This probate record seems to indicate pretty clearly to me that Elizabeth (Crossman) Luscombe of Taunton, wife of Francis Luscombe was still alive when her father wrote his will in 1736 (left side, next to third "item")
On the other hand, the Taunton VR show her death 16 Feb. 1733-4, age 49:
A land record shows her daughter Mary "Molley" who married Nathaniel Fuller (middle, right side):
And Molley's gravestone and the announcement of her death both show a birth year of about 1739 (and her husband was born about 1740).
So it seems to me the easiest resolution to this conflicting data is that Elizabeth (Crossman) Luscombe's gravestone transcription is incorrect -- she needs to have died later because of her father's will and also because it is highly unlikely she would have had daughter Mary at age 55.
Is there a way to confirm that her gravestone record is incorrect without travelling to Massachusetts?

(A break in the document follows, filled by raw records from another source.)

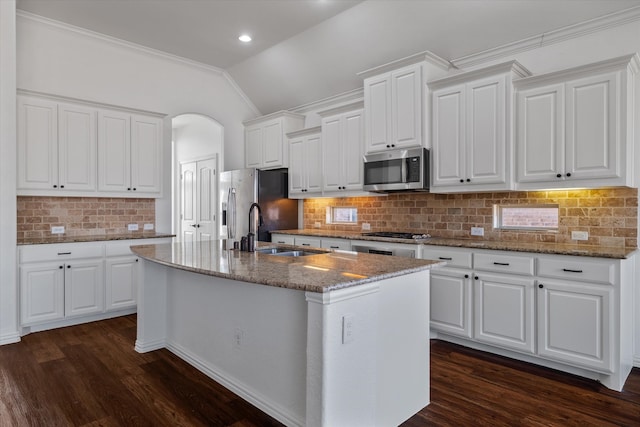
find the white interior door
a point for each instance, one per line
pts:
(188, 207)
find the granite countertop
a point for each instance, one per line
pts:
(323, 272)
(62, 238)
(515, 246)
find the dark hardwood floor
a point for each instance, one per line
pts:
(89, 375)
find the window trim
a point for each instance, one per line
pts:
(497, 217)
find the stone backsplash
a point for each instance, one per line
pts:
(82, 215)
(609, 215)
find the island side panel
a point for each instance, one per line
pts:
(248, 337)
(152, 306)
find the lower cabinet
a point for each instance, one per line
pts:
(121, 286)
(574, 323)
(504, 310)
(450, 304)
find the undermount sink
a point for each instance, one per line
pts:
(288, 252)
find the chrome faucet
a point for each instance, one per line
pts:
(251, 237)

Edit: The big sticking point here seems to be the age of Molley Fuller, who in the deed is noted as a "daughter" of Elisabeth Crossman.
Several newspapers ran the following text in November of 1825, e.g., Providence Patriot & Columbian Phenix of 9 November,
"Mrs. Mary Fuller, in the 87th year of her age, wife of the late Mr. Nathaniel Fuller -- leaving upwards of three hundred descendants, several of them of the fifth generation."
See also the Rhode Island Republican of 10 November and Rhode-Island American of 11 November and Newport Mercury of 12 November, Essex Register of 14 November, etc.
This is corroborated by the gravesite information at the RI Historical Cemetery Commission website (death year mis-transcribed though):
That same site shows husband Nathaniel is born ca. 1740, which is corroborated by a notice in the Rhode Island Republican of 17 June 1812 announcing the death at Providence of Mr. Nathaniel Fuller, age 72. Here's Nathaniel's profile:
In particular, the linked profile of his child Isaiah Fuller has an image of a death notice from which we can infer a birth year of about 1780. (That the listed children are theirs comes from the complicated probate record of their son Nathaniel Jr., which lists 52 heirs and from which I recreated the families of his eight brothers and sisters who had issue -- all had predeceased him.)